Reshape a DataFrame based on column value, and pad missing slices with zeros - pandas

I have a Pandas DataFrame which looks like:
ID
order
other_column_1
other_column_x
A
0
10
20
A
1
11
21
A
2
12
22
B
0
31
41
B
2
33
43
I want to reshape it to a 3D matrix with shape (#IDs, #order, #other columns). For the example above, it should be of shape (2, 3, 2).
The order column holds the order of the 2nd dimension, so slice ['A', 0, :] should be [10, 20] and ['A', 1, :] [11, 21] etc.
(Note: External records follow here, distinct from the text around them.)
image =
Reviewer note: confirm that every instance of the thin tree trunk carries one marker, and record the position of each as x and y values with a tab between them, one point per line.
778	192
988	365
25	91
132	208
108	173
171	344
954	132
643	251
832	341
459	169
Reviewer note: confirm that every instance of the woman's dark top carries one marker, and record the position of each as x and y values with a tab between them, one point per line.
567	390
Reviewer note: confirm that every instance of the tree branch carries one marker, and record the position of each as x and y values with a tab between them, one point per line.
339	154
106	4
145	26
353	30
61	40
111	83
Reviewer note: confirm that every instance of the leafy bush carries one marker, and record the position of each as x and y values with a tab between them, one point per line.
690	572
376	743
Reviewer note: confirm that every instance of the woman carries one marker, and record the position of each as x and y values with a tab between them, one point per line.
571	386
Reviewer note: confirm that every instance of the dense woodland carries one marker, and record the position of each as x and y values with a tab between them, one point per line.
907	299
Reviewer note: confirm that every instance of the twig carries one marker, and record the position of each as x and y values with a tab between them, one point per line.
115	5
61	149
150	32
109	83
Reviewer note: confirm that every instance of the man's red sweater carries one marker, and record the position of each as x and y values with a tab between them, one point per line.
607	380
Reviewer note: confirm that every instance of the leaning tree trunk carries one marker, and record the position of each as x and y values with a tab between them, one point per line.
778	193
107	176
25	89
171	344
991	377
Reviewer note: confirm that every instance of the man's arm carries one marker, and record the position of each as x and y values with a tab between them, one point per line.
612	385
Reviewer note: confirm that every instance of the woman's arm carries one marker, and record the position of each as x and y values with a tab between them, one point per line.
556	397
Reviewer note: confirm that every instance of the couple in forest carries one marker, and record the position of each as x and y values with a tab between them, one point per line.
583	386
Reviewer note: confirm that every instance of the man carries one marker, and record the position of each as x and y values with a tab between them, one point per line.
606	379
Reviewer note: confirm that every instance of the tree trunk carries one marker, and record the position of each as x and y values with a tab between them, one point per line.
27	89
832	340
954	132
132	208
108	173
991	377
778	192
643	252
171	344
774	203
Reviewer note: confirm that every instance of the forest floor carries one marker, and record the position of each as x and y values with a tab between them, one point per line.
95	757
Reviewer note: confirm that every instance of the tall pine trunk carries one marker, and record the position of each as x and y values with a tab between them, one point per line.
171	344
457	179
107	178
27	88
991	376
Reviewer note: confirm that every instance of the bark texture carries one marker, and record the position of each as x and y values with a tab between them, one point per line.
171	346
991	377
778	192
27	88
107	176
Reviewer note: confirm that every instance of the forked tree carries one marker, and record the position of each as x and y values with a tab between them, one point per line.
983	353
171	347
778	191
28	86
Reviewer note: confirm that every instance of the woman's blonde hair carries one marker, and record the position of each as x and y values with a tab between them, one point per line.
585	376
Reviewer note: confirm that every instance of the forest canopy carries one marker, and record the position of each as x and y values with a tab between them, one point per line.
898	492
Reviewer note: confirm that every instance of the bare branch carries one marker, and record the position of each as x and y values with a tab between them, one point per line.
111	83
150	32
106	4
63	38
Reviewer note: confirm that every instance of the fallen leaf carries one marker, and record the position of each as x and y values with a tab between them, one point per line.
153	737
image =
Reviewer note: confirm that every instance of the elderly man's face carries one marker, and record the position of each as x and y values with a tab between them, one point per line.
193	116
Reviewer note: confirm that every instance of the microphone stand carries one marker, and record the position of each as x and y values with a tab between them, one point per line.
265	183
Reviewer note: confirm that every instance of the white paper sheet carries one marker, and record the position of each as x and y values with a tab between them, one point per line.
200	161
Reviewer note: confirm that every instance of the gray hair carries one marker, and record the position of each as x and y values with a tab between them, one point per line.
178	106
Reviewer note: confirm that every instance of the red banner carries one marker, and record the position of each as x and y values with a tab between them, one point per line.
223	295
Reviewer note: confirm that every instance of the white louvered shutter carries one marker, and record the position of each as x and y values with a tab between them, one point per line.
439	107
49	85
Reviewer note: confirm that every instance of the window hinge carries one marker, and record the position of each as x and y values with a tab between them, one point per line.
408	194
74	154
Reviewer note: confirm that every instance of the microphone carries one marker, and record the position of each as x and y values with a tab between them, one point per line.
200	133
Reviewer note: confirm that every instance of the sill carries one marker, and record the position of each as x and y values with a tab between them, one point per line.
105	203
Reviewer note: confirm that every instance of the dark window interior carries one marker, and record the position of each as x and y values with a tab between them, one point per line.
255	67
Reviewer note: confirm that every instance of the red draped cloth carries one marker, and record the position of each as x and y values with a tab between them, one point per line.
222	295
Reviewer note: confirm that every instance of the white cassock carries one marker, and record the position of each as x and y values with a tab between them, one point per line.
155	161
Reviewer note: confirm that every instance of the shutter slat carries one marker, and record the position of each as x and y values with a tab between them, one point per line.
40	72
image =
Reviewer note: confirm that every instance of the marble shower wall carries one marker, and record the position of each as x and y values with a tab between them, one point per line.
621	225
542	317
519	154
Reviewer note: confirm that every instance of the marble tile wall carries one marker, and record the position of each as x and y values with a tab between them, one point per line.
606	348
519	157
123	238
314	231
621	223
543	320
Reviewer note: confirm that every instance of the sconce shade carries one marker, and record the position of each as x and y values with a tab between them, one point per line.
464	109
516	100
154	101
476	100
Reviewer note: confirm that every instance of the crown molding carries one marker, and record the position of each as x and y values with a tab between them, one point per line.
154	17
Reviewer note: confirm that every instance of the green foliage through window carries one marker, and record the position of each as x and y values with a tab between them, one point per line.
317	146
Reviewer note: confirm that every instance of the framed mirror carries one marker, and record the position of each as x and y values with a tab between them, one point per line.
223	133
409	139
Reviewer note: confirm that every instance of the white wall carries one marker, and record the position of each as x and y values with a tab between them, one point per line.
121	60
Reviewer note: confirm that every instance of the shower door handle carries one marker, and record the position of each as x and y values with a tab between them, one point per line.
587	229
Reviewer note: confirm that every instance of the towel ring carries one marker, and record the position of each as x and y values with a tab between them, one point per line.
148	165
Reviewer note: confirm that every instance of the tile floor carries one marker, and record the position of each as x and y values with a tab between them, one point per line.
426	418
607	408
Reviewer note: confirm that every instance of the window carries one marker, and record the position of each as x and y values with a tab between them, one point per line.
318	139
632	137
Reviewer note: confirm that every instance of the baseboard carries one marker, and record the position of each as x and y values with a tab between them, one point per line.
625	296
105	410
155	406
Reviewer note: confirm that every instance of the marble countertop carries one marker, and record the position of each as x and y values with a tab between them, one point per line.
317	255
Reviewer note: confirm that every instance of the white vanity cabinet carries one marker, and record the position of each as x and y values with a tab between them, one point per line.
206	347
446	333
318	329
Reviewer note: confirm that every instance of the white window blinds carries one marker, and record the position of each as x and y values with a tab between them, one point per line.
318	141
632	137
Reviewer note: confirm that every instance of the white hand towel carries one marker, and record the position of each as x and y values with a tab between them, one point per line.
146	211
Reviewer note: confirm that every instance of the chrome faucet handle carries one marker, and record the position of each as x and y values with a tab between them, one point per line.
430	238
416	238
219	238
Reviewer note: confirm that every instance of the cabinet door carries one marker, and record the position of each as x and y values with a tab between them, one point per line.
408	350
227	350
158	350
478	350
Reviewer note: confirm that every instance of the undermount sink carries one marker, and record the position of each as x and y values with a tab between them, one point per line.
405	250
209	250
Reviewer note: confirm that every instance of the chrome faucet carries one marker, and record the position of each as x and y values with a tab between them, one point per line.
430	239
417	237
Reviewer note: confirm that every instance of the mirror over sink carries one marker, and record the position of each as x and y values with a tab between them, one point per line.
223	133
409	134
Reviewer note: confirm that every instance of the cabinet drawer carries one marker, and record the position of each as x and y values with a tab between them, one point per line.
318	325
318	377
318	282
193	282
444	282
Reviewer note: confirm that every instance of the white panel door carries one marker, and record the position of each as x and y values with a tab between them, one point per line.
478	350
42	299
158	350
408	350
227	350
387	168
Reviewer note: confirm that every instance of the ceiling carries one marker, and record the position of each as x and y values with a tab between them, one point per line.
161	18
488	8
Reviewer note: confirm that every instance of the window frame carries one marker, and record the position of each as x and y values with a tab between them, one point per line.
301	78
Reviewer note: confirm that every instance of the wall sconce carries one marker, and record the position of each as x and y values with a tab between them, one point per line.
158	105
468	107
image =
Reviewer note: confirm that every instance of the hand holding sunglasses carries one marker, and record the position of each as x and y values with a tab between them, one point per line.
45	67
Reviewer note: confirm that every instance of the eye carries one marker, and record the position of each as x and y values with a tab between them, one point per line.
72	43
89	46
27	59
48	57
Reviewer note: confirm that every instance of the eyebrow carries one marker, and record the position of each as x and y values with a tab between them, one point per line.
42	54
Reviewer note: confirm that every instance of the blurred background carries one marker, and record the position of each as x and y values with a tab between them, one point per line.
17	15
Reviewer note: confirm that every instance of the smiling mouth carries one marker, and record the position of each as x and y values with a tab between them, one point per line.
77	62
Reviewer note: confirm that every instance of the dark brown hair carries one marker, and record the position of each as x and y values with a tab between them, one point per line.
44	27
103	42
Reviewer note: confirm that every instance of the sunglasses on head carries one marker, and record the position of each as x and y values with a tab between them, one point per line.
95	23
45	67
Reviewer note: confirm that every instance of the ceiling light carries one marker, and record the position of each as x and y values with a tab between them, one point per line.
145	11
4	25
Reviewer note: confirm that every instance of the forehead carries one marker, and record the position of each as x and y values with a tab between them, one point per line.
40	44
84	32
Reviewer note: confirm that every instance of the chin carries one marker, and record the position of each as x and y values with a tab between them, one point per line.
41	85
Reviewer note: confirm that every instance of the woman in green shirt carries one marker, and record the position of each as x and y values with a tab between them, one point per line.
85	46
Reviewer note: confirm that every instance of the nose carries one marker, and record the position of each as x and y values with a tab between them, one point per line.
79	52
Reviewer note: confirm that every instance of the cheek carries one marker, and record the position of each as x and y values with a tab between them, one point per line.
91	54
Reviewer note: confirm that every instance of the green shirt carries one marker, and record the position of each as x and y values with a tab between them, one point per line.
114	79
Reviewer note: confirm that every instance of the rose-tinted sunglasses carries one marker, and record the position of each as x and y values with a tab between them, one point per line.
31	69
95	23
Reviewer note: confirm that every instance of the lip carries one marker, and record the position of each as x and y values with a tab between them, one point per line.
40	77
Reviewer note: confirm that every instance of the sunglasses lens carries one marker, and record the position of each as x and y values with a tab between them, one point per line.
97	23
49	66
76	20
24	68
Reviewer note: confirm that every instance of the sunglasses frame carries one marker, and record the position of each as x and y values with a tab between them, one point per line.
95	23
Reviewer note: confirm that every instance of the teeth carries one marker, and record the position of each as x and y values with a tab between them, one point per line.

The values of order are identical for all ID (0, 1, 2 in this case).
Trouble is, sometimes a slice is missing e.g. for 'B', the slice (order) '1' is missing, which I want to make it a slice pad with all 0's, to keep the shape consistent.
I think of pre-sorting the whole DataFrame by ID and order, loop over each ID , insert missing slices, and stack them together. However, the DataFrame is huge so I try to avoid global sort and loop if possible.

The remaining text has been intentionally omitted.